Justice Ruth Bader Ginsburg made an announcement on Sunday that should have left-leaning Americans breathing a sigh of relief: she has no intention of retiring any time soon. After a production of “The Originalist,” a play about her late friend and colleague Antonin Scalia, Ginsburg said she has at least a few more years left in her, and plans on remaining on the Court through President Donald Trump‘s current term and beyond.

“I’m now 85,” Ginsburg said, according to CNN. “My senior colleague, Justice John Paul Stevens, he stepped down when he was 90, so think I have about at least five more years.”

The recent departure of Justice Anthony Kennedy from the Supreme Court at the age of 81 has Democrats concerned of a shift in the Supreme Court’s makeup going forward. Kennedy, viewed as a centrist, was swing vote in many key Court decisions, sometimes siding with conservatives, at other times with liberals. Replacing him with current nominee Judge Brett Kavanaugh, a known conservative, could result in a significant shift in the Court’s decision making. While Trump’s previous pick, Neil Gorsuch, is a staunch conservative, he replaced a like-minded jurist in Scalia. If Trump were to have the opportunity to replace the left-leaning Ginsburg with a conservative, that would give the right a significant majority on the Supreme Court.

Well, that won’t happen if Ginsburg has anything to say about it. If Ginsburg sticks around until she’s 90, that would take her to 2023, well past the end of Trump’s current term in office. Should a Democrat defeat the president in 2020, Ginsburg would be able to retire with relative certainty that she would be replaced by someone left of center.

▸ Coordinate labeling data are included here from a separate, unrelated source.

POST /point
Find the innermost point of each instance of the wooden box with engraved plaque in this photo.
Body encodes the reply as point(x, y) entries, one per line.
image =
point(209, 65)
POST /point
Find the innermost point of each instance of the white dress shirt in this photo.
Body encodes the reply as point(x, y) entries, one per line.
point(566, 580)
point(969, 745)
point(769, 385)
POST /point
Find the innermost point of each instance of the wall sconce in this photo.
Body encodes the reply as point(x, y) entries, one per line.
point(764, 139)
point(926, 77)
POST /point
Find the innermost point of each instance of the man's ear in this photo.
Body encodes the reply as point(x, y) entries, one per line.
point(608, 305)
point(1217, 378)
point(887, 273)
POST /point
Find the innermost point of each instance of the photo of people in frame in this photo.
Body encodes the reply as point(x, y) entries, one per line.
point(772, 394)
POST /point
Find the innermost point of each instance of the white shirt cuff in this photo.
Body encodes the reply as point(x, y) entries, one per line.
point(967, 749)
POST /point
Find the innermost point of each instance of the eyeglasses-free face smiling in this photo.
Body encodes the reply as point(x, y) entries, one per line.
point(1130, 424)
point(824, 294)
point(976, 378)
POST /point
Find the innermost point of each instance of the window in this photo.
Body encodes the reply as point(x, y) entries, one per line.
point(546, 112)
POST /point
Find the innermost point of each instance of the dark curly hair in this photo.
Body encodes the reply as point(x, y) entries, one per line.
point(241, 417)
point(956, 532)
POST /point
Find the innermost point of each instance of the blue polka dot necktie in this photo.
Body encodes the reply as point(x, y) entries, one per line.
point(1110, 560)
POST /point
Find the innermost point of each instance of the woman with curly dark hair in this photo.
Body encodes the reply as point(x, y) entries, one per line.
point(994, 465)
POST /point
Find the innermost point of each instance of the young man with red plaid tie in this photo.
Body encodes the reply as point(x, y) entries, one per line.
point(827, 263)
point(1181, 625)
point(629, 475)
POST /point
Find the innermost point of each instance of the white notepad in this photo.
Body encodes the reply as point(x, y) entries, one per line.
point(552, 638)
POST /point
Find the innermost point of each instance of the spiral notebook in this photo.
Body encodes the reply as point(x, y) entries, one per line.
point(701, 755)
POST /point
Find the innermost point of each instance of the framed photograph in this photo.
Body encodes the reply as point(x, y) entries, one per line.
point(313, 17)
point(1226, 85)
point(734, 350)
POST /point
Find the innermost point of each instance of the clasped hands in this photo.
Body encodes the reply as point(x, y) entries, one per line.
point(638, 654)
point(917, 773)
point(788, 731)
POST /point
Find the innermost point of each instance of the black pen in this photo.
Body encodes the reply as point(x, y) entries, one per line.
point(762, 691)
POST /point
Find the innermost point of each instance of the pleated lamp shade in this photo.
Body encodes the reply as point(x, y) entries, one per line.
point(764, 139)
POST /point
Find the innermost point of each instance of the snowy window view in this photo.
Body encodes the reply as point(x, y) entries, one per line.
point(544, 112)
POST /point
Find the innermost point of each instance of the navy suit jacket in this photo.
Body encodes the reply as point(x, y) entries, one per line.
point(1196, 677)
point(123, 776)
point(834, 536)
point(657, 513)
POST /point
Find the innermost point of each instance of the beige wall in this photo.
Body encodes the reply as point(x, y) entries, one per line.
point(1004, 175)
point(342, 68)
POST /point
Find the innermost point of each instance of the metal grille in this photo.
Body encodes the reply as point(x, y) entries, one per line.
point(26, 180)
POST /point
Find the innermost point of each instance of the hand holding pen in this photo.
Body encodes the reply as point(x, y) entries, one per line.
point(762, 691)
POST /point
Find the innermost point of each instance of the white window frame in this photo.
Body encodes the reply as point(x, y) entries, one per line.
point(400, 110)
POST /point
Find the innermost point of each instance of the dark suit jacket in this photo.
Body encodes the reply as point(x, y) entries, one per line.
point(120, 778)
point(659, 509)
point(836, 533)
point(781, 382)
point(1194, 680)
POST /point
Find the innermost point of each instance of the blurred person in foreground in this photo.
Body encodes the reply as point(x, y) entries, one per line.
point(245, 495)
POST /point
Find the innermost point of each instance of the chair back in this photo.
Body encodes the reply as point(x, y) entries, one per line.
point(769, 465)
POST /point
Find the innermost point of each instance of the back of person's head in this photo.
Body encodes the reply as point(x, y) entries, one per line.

Meanwhile, the immediate future of the Supreme Court is a source of significant controversy with Kavanaugh’s nomination. Stoking liberals’ fears are statements and writing from the conservative judge that show that he does not believe a sitting president should be subject to litigation–civil or criminal–while in office, or even investigation. While it’s standing Justice Department policy not to indict a president who is still in office, Kavanaugh’s stance against even investigating a president could potentially have an impact on Special Counsel Robert Mueller‘s investigation. should the issue go before the Supreme Court and Kavanaugh be confirmed. He has also teased that he might rule to overturn Roe v. Wade, if given the opportunity.